Eu fico realmente ouvindo e faço algumas perguntas – tipo “do que você tem medo?” – que abrem para várias coisas. Eu pergunto pouco e escuto mais. E você ouve as histórias mais incríveis. Eu lembro até hoje de uma mãe que ficou no Brasil durante oito meses sem sair de casa, com cinco filhos, com medo de ser descoberta, porque ela era envolvida na guerrilha. Teve essa coisa dos fantasmas; quando fui à Ilha da Fantasia eles começavam a falar dos fantasmas que entravam no corpo das pessoas para que elas fizessem coisas que talvez eles não quisessem fazer.

Eu sabia que era um material que não seria usado no filme, mas eu captava o áudio. E nas melhores partes eles pediram para eu parar de gravar, e aí contaram umas coisas fantásticas. Então eu já tinha um primeiro esboço da história, que era essa mãe, as crianças, o pai que aparecia na casa…. Você não sabia se ele estava lá escondido para ela conseguir uma indenização ou se estava realmente morto e era um fantasma…. Enfim, eu já tinha isso em mente, mas tudo se transformou na hora de construir os personagens da Ilha da Fantasia, os conflitos deles.

 

Tem uma parte de “Os Dias Com Ele”, da Maria Clara Escobar, em que o pai pergunta pra ela: “Mas o que você quer dizer com esse filme?” E ela fala que o filme é sobre “silêncios históricos e pessoais”. Inclusive teve uma mostra depois com esse título, com filmes que tratavam da memória, principalmente ligada à ditadura. Nesse sentido eu queria que você falasse como que isso reverbera no Los Silencios e como que você imagina queo filme seria se fosse filmado em Manaus, como era a ideia inicial?

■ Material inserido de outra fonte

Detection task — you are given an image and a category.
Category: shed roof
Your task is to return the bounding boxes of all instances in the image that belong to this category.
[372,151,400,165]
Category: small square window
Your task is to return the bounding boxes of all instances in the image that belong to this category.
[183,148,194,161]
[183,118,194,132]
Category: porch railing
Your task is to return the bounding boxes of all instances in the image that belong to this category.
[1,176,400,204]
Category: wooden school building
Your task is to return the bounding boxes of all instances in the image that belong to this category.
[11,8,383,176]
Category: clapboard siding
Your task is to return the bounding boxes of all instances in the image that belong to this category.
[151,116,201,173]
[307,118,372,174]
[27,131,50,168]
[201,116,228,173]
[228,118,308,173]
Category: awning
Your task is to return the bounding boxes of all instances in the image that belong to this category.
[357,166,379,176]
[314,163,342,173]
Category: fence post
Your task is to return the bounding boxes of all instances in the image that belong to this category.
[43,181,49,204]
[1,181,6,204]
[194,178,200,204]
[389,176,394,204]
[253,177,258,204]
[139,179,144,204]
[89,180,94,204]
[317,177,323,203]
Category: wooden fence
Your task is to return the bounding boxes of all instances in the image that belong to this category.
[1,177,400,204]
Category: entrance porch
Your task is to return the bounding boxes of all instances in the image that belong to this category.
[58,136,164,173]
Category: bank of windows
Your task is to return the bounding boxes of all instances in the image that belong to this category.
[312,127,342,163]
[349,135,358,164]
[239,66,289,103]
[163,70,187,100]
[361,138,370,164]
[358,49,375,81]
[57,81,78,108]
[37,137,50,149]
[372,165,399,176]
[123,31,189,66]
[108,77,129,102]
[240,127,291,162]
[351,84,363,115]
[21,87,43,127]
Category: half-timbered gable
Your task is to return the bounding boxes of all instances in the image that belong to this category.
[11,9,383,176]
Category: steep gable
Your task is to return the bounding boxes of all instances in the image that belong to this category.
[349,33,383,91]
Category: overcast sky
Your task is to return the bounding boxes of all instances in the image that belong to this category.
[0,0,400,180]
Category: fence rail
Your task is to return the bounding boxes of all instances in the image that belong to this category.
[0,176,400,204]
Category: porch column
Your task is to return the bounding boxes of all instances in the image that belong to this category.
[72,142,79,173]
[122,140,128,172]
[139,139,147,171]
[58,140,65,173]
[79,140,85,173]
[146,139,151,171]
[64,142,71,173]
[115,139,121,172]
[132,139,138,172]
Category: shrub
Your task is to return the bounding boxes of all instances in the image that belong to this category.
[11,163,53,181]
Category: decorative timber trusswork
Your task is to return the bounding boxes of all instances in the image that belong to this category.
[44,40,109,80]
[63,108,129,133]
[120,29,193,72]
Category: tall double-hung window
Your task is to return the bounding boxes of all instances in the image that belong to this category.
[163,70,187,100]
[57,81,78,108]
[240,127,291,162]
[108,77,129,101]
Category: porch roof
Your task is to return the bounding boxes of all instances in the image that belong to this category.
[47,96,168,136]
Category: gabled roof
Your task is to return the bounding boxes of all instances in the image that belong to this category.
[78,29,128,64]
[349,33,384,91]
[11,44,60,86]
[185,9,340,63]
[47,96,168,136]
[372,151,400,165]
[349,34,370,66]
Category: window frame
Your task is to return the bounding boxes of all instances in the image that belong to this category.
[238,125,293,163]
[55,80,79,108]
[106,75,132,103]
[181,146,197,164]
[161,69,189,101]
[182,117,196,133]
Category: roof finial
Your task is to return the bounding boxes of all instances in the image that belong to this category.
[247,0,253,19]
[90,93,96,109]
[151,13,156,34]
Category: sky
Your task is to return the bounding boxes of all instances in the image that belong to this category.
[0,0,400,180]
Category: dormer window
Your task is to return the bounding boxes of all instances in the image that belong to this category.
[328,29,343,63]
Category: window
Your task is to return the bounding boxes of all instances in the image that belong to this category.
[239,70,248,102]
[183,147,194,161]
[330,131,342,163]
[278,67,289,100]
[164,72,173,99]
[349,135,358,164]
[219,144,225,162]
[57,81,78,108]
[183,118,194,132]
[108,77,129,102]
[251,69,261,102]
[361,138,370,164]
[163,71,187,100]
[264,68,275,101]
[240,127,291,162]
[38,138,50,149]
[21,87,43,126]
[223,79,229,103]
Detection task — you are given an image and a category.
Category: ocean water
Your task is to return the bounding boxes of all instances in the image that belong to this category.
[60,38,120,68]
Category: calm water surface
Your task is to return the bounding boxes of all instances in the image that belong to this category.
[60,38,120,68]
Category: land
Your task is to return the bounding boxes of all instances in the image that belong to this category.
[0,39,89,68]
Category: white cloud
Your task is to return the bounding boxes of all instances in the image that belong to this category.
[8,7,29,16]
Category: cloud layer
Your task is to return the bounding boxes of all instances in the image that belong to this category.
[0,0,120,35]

Eu percebi que em várias entrevistas as pessoas falavam sobre silêncio. Sobre não poder falar sobre o trauma que estava carregando, ter medo de revelar alguma coisa. O primeiro título era “Cinco Vidas e um Segredo”, e ainda tinha mais uma criança na história, que depois saiu para ficarem só essas duas. Enfim, era um working title. E quando eu comecei a mergulhar nos relatos, pensei que essa palavra de fato aparecia o tempo inteiro. Fiquei em dúvida se era legal colocar no título, já que é uma palavra que aparece no Bergman, e tal, e depois começaram a surgir vários filmes com títulos parecidos, o do Scorsese, depois o do Almodóvar… Aí eu pensei: “Ai, que saco, eles vão fazer antes de mim, vão conseguir o dinheiro mais rápido! (risos)” Mas no fim tudo bem, porque é super diferente, né?

Mas era muito presente nas conversas esse desejo de conseguir se comunicar com uma realidade paralela, de você querer falar com uma pessoa e receber o silêncio de volta. Pra mim é o som da morte. Me parece que a morte chega pelo ouvido, é esse silêncio, essa dificuldade de você conseguir se comunicar, que é um pouco a luta da Amparo, que fica rebatendo, fica falando, e fica cada vez mais aceitando esse silêncio de alguma maneira.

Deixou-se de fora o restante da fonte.